There are some very real challenges in trying to balance the need for flexibility in work product with the very formal, legalistic reading of USPAP taken by many individuals and State Boards.
I don't think most people are concerned with what happens when an appraiser who is working in good faith takes a viewpoint of appraisal standards as being more of a suggestion or a rule of thumb as opposed to a more literal minimum requirement that's applicable 100% of the time. The problem lies with those individuals who will abuse a loophole if given the chance.
Perhaps you've seen the Zaio threads. One of the topics begin debated right now is the legitimacy of their useage of the "draft report" gambit. The way they're using it is as follows: their appraiser contributes to building and testing the AVM. A client looks up a property in the system and if there's a "pre-appraisal" report available for it they purchase it online. At that point the defaults for the system are for it to load the results of the AVM into a Fannie 2055 form and transmits it to the client, sending another copy to the appraiser for their review. After the appraiser reviews their copy they sign the report and send the "final version" to the client.

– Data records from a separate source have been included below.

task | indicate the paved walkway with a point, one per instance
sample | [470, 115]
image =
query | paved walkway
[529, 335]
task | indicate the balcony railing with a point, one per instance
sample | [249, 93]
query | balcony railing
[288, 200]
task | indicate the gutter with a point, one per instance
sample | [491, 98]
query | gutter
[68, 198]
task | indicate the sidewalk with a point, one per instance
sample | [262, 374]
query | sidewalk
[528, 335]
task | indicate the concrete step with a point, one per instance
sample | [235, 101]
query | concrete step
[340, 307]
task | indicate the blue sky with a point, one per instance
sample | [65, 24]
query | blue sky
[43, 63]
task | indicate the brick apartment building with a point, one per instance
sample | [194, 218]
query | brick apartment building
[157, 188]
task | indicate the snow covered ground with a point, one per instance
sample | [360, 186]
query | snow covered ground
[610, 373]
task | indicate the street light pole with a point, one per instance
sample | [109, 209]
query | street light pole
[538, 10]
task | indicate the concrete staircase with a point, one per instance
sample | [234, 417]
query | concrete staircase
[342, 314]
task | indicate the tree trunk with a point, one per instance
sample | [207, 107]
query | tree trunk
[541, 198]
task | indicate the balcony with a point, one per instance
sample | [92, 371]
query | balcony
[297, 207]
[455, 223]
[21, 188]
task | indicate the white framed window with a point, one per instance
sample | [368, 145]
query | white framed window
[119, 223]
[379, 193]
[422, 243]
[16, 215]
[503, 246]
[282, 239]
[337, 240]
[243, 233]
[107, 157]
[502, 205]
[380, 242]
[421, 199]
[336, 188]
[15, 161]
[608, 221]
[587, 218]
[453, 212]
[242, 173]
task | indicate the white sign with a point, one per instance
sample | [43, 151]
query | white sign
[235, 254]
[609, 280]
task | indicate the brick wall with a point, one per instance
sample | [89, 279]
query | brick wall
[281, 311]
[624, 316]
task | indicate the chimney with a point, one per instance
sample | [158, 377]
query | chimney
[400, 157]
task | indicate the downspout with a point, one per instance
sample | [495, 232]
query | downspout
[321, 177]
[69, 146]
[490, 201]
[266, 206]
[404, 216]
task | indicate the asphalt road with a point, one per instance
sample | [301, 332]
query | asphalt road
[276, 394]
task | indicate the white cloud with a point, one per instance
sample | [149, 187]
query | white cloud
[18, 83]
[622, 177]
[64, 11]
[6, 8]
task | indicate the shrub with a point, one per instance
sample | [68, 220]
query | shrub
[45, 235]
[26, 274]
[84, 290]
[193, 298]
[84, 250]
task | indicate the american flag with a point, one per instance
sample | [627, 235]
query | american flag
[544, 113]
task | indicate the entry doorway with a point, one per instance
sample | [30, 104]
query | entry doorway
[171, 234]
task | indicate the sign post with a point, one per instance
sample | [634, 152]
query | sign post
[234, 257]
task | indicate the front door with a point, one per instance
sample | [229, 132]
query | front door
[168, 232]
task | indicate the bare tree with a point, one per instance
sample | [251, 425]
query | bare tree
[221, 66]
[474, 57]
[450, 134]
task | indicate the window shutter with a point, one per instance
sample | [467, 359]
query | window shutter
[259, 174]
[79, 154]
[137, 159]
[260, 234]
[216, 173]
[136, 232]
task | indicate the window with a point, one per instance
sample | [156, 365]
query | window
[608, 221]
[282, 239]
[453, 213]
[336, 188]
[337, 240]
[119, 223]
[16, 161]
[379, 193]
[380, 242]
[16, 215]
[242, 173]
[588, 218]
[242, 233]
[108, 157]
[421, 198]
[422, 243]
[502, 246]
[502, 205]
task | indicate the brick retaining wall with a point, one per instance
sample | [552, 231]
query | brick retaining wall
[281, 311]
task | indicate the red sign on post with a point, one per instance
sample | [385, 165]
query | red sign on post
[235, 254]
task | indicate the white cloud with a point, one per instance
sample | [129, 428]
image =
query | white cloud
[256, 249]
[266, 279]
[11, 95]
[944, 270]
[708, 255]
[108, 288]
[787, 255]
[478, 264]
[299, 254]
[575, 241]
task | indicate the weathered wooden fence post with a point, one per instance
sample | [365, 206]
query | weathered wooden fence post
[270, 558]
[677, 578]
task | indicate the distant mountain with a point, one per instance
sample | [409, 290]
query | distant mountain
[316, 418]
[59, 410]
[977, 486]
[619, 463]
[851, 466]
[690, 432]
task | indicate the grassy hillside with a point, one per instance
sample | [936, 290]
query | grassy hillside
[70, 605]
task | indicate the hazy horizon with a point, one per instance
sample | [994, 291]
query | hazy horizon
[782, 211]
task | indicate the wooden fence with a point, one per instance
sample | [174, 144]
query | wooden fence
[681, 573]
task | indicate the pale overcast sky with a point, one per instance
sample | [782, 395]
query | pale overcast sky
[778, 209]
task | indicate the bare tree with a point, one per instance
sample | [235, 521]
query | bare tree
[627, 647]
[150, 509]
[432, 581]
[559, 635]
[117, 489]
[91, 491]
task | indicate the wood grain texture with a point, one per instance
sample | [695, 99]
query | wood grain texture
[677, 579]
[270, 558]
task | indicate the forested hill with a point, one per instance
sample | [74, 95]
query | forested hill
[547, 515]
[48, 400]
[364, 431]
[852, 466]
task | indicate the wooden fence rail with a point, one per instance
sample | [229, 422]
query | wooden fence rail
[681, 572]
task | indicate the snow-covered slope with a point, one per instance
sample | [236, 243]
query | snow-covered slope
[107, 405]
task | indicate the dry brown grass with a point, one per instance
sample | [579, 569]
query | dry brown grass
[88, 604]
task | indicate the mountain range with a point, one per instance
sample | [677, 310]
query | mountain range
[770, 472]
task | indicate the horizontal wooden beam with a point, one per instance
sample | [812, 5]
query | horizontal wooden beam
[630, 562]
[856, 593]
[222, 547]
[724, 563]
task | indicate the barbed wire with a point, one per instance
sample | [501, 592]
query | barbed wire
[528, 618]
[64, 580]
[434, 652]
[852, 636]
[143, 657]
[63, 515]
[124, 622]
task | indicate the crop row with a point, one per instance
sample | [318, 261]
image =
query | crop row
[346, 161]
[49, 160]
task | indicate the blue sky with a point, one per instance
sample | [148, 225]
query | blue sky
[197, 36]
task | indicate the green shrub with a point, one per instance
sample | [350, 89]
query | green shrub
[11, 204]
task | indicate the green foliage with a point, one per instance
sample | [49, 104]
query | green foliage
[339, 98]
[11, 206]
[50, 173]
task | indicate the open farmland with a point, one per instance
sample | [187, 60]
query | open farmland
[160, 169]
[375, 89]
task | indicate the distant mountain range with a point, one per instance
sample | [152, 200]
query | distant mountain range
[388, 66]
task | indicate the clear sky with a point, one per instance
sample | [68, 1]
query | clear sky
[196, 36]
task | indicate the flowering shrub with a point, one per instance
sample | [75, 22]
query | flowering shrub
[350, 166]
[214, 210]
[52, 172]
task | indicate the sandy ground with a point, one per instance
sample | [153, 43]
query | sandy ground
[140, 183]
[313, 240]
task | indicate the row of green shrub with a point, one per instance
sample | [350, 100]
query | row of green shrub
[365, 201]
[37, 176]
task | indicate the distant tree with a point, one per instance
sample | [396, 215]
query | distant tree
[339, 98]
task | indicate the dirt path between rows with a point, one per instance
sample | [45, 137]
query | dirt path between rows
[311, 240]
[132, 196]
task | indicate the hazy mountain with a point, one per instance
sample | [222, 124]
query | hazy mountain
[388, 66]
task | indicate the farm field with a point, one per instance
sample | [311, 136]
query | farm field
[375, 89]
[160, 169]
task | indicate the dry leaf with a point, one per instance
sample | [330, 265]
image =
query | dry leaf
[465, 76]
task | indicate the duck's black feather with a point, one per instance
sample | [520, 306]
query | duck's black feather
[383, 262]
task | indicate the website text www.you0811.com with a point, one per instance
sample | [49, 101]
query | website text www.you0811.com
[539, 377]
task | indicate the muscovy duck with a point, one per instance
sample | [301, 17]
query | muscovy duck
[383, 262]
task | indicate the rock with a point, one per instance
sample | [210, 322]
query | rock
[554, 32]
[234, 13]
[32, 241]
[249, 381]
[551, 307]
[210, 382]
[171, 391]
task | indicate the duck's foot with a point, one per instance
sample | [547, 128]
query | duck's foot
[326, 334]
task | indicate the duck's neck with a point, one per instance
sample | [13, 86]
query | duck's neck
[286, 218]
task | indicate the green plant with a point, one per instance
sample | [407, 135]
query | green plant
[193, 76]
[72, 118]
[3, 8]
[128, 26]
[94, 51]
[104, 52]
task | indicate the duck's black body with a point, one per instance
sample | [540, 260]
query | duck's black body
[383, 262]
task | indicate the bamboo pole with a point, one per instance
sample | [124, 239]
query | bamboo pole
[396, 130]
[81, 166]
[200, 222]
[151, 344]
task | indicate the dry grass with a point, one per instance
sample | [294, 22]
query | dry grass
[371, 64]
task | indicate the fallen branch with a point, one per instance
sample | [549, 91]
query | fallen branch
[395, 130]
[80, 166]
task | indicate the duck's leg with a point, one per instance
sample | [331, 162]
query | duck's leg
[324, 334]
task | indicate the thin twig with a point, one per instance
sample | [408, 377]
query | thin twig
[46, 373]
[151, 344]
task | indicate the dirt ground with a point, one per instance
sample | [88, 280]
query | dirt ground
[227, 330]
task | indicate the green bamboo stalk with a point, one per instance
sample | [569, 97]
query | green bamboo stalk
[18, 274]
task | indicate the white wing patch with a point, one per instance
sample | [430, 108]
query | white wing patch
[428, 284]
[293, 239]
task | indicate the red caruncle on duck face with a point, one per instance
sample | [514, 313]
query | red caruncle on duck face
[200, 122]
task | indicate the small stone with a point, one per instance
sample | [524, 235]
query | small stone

The Zaio advocates defend the transmittal of the original unreviewed and unsigned report to the client as being permissible under the guise of being a "draft report". It's not at all the same type of application where an appraiser has been involved with the assignment from beginning to end, is already familiar with everything in that report, and believes that this initial or interim version may already be adequate for the intended use/users.
In my opinion, Zaio's use of the term "draft report" appears to be a gross distortion of the term as appraisers like you have been using it; and their reason for doing so appears to be a bad-faith effort to escape responsibility for mischaracterizing their role and their actions in that assignment.
And therein lies our problem. If we tolerate the idea of transmitting preliminary reports as being beyond the reach of our professional standards if said report is not signed we open the door for further erosions. Zaio's apparent gambit is that it's also permissible for an appraiser to authorize the transmittal of an appraisal report they've never even seen, much less reviewed or accepted responsibility for. From there, it can erode even further by saying it doesn't matter what the initial report says because it's not an appraisal. As in, you can lie in a draft report and it doesn't count because it's not an appraisal until you sign it.
A state appraisal board is charged with enforcing the rules and regs. In a society that's based on the rule of law the tolerance of obvious conflicts creates a precedence that our donkeys
will cite as the basis for their appeals so as to avoid responsibility for their misconduct.
I agree with you that we need to maintain a measure of flexibility. If we were talking about an unavoidable conflict between the legalistic viewpoint and the reality of the complexity of some of these assignments I'd agree with you as to the merits of more flexibile standards. However, I think our standards are already flexible enough to accomodate the realities of these assignments without conflict. The appraisers just have to make the effort to disclose the additional limitations in their initial reports.
Rather than looking at this as an either-or scenario, I prefer to think that in most cases - if not all cases - an appraiser can do both without a problem.